Towards Real-time, On-board, Hardware-supported Sensor and Software Health Management for Unmanned Aerial Systems
Author(s) -
Johann Schumann,
Kristin Yvonne Rozier,
Thomas Reinbacher,
Ole J. Mengshoel,
Timmy Mbaya,
Corey A. Ippolito
Publication year - 2020
Publication title -
international journal of prognostics and health management
Language(s) - English
Resource type - Journals
ISSN - 2153-2648
DOI - 10.36001/ijphm.2015.v6i1.2243
Subject(s) - computer science , embedded system , modular design , software , real time computing , probabilistic logic , field programmable gate array , robustness (evolution) , systems engineering , reliability engineering , engineering , artificial intelligence , biochemistry , chemistry , programming language , gene , operating system
For unmanned aerial systems (UAS) to be successfully deployed and integrated within the national airspace, it is imperative that they possess the capability to effectively complete their missions without compromising the safety of other aircraft, as well as persons and property on the ground. This necessity creates a natural requirement for UAS that can respondto uncertain environmental conditions and emergent failures in real-time, with robustness and resilience close enough to those of manned systems. We introduce a system that meets this requirement with the design of a real-time onboard system health management (SHM) capability to continuously monitor sensors, software, and hardware components.
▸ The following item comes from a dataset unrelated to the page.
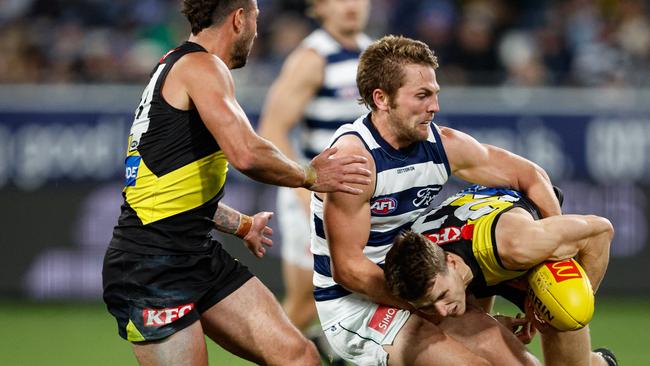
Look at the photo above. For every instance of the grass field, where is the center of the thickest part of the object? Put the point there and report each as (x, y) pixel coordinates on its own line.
(84, 334)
This system can detect and diagnose failures and violations of safety or performance rules during the flight of a UAS. Our approach to SHM is three-pronged, providing: (1) real-time monitoring of sensor and software signals; (2) signal analysis, preprocessing, and advanced on-the-fly temporal and Bayesian probabilistic fault diagnosis; and (3) an unobtrusive, lightweight, read-only, low-power realization using Field Programmable Gate Arrays (FPGAs) that avoids overburdening limited computing resources or costly re-certification of flight software. We call this approach rt-R2U2, a name derived from its requirements. Our implementation provides a novel approach of combining modular building blocks, integrating responsive runtime monitoring of temporal logic system safety requirements with model-based diagnosis and Bayesian network-based probabilistic analysis. We demonstrate this approach using actual flight data from theNASA Swift UAS.